O projecto em preparação em Lisboa, de sua autoria, é um Ciclo de Exposições de Fotografia Contemporânea Chinesa, desenvolvido em parceria com a seguradora Fidelidade, em cuja galeria, no Chiado, serão apresentadas três mostras individuais, dos fotógrafos Lu Nan, RongRong e Yang Yankang, entre Julho de 2017 e Março de 2018: “Isto resulta muito da minha investigação sobre a fotografia nesta zona, e o facto de eu ter identificado um conjunto de fotógrafos na China que fazem fotografia absolutamente admirável”. O curador pretende trazer mais tarde o ciclo de exposições a Macau, estando em conversações com o Instituto Cultural.

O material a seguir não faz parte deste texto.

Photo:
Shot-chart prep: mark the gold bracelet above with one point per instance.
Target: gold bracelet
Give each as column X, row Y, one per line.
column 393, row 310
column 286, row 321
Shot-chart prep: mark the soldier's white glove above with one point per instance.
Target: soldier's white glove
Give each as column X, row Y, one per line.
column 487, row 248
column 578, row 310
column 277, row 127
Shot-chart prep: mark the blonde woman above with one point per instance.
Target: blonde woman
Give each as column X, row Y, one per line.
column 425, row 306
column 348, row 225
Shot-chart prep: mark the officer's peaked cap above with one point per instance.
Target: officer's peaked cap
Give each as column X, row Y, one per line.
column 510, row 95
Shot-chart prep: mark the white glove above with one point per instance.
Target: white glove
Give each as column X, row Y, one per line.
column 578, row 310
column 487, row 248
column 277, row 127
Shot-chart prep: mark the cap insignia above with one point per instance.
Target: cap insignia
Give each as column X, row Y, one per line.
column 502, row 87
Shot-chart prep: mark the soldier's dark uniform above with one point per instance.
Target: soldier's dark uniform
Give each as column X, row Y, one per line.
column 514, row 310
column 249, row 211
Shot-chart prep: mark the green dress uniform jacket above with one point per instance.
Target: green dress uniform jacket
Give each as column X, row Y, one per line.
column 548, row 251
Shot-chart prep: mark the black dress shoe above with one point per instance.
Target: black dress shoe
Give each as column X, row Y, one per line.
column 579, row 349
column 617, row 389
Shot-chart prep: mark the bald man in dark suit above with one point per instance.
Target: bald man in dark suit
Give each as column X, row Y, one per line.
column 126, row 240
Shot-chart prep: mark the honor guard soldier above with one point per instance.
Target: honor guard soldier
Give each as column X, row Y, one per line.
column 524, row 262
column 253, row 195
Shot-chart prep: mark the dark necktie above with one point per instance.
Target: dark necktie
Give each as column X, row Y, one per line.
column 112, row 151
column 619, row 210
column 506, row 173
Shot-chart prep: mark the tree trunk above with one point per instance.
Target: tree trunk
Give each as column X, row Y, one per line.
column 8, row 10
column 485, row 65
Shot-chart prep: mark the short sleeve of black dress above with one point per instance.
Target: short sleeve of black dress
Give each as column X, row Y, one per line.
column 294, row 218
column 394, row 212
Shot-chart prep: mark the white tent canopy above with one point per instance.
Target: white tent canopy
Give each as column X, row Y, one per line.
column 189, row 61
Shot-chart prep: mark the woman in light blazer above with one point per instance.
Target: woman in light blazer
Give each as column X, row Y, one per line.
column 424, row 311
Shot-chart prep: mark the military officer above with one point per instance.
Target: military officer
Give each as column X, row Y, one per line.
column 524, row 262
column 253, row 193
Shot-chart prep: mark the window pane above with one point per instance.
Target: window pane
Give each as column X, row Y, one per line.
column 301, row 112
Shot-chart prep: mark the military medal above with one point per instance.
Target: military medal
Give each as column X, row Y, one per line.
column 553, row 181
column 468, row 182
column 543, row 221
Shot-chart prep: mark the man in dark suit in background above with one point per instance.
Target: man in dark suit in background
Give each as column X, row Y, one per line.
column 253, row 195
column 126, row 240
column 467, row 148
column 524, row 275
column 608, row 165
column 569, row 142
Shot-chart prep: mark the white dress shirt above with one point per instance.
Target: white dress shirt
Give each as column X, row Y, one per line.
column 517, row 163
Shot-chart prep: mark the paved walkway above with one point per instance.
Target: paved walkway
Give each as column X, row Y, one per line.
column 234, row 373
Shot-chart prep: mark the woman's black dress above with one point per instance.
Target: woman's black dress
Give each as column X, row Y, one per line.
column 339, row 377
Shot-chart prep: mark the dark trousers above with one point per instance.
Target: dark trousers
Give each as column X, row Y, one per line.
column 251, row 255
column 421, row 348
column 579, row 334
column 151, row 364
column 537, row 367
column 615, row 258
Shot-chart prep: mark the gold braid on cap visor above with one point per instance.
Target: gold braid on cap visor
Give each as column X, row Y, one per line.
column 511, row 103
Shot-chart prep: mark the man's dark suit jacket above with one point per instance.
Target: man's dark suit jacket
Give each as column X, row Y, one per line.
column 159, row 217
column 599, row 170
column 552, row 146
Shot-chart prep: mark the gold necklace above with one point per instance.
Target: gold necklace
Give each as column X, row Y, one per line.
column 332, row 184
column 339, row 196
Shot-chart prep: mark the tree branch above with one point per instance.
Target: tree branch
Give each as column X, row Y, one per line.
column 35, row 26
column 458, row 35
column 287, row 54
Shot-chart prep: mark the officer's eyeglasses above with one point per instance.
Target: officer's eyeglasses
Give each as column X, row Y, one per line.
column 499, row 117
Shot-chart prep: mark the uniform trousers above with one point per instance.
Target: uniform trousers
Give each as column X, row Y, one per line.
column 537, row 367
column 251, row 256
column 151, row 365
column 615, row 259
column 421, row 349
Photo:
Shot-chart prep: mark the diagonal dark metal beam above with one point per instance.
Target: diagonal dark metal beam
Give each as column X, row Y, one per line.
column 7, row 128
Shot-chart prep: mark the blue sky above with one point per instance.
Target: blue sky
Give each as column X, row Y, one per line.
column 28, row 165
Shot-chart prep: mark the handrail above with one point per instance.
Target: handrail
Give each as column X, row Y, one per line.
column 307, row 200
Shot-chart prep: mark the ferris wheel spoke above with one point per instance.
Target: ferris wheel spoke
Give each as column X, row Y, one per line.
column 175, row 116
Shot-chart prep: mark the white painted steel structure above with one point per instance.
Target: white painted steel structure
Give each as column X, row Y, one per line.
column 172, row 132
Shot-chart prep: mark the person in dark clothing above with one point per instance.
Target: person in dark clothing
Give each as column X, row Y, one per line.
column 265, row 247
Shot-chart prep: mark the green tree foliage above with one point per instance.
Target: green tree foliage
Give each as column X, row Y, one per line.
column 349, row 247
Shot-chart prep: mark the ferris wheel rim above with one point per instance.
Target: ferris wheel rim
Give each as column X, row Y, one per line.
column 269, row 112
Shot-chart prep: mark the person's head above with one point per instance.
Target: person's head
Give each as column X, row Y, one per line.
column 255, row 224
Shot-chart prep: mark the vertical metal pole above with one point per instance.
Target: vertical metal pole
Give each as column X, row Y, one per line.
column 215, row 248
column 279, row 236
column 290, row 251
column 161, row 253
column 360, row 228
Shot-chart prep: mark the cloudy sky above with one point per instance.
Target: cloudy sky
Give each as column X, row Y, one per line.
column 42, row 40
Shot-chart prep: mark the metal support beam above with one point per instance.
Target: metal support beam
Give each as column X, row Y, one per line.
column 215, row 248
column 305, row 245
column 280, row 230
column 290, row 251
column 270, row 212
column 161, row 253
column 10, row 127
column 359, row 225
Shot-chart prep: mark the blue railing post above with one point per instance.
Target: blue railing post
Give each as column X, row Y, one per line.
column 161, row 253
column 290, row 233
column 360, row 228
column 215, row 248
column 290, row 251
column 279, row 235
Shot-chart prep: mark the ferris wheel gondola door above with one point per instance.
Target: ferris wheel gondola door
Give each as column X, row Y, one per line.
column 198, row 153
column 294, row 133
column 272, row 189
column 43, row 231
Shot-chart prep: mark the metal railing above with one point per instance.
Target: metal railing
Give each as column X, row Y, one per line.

Em Macau há três décadas – ainda que com uma ligação permanente a Portugal – o advogado, que agora afirma uma vertente autoral enquanto fotógrafo, assume que a relação visual com a cidade não encerra já qualquer mistério, mas as possibilidades não estão esgotadas: “Mistério, não. Mas oportunidades de fotografia, encerra seguramente. Eu diria que ainda é uma página em aberto”.